As she finishes, she stares at the ceiling. [ed. - An imitation of Robert Burton's mannerism.] Her husband raises his hand, and without her acknowledging, he talks. They seem to be reciting a script. [ed. - Indeed, it is exactly that - a performance.]

"Do not believe anything we tell you here," says the husband. "You will have to verify it for yourself. Only then will you know the truth.

"It is like being in a prison. If men do not know they are in prison, they do not want to escape. Most men do not know they are asleep. Once you learn you are in prison, you want to escape, dig your way out. All of us are trying to escape. We are all digging together, to find a way out."

He, too, stares upward when he finishes talking, and all five members sit in an awkward silence, looking at the ceiling.

Natasha's husband again talks, but is interrupted by the other woman who shakes her hand wildly. Natasha explains the other woman "photographed" her husband because he used the word "like." To "photograph," in the group's code, means to spotlight a situation.

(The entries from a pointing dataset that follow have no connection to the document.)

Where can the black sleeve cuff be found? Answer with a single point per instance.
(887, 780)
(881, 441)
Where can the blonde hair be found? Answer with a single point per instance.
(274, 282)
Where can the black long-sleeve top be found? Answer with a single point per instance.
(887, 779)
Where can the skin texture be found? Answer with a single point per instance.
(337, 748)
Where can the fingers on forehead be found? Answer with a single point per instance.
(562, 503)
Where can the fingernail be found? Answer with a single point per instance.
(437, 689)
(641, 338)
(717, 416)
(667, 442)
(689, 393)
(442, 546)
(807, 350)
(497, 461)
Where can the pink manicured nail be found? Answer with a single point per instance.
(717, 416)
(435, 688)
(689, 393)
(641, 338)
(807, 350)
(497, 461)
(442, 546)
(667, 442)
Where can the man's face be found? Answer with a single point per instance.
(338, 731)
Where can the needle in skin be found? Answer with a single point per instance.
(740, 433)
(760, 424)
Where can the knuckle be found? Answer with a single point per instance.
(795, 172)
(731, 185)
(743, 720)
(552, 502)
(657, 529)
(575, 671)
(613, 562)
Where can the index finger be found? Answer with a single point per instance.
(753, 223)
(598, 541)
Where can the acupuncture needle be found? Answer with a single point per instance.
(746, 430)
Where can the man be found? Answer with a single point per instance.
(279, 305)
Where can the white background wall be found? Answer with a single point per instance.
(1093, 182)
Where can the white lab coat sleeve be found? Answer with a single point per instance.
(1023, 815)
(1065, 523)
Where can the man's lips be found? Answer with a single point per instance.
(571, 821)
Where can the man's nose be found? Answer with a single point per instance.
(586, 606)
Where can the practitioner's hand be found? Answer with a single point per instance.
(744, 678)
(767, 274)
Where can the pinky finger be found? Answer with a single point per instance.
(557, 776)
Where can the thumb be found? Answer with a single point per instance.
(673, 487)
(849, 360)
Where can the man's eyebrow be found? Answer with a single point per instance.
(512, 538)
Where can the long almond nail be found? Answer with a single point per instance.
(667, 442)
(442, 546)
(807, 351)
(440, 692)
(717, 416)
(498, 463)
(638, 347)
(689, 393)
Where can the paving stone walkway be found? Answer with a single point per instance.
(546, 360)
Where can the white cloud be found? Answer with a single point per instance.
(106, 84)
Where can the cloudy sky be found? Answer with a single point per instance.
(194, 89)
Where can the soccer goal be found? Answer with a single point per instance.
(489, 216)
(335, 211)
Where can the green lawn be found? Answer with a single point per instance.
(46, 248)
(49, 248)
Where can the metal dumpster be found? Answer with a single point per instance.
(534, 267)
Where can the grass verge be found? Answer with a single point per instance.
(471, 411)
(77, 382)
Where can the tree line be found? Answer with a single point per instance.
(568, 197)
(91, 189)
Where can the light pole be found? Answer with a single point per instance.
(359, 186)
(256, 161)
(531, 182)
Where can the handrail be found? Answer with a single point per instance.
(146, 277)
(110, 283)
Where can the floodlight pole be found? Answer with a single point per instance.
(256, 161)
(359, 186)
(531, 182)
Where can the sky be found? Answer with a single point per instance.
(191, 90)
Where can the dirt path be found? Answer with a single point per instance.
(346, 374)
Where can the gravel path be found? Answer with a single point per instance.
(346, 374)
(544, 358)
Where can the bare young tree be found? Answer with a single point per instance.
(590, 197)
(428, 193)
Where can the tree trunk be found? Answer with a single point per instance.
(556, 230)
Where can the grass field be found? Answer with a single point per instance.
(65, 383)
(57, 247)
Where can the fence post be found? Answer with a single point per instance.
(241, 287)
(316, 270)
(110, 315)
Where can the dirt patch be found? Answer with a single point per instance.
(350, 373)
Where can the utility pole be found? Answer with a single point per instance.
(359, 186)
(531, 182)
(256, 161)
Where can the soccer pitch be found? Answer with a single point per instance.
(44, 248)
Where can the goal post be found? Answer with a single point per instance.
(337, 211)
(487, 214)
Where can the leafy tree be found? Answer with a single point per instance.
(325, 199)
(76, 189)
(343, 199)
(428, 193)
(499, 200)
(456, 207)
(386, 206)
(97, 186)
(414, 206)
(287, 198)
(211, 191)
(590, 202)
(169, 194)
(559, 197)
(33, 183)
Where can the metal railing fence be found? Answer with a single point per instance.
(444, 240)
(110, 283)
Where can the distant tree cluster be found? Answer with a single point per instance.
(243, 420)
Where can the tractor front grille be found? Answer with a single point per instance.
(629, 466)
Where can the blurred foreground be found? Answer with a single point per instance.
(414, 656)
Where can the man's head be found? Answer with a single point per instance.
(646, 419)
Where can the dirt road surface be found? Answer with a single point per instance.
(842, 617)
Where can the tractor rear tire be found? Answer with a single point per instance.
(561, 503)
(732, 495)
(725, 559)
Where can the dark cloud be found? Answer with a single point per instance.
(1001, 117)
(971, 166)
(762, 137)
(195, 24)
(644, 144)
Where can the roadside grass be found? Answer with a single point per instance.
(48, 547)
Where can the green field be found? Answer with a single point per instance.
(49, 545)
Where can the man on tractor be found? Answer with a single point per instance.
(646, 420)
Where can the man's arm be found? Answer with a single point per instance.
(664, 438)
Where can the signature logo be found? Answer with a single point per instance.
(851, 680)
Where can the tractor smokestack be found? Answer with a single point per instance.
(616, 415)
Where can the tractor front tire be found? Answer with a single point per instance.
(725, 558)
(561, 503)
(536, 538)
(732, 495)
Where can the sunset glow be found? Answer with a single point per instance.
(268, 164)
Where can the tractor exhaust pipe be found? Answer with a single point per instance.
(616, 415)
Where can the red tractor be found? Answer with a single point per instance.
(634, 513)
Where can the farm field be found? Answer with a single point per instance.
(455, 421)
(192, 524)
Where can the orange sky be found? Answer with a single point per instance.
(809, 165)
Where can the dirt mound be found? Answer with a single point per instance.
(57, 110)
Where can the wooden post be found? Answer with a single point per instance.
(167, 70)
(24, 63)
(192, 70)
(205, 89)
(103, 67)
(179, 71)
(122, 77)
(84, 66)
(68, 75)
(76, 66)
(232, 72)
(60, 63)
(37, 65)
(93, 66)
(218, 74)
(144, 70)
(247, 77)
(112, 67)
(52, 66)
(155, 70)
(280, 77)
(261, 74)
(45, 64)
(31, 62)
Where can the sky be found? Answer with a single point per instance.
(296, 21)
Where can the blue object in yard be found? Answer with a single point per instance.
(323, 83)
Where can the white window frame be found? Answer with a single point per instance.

Natasha explains each member is given a word he is not supposed to use for two months. If he uses it, other members shake their hands and "photograph" the offender. The man apologizes for using his forbidden word.

It is part of raising one's consciousness, explains Natasha. It's one mind game to increase observation. Also discouraged is imagination. (It's a "destructive faculty," wrote Ouspensky. "Imagination is almost as bad as lying.") Students are encouraged to fill their minds with meaningful things and try not to imagine.

Later she was told that the visitor was a reporter and she tried to elaborate on her philosophy.

"It is a nebulous concept. It will be very difficult for you to put it into words." She suggests practicing exercises - watching for one word each month and trying to eliminate it from conversation. Try to see how aware you can become of yourself.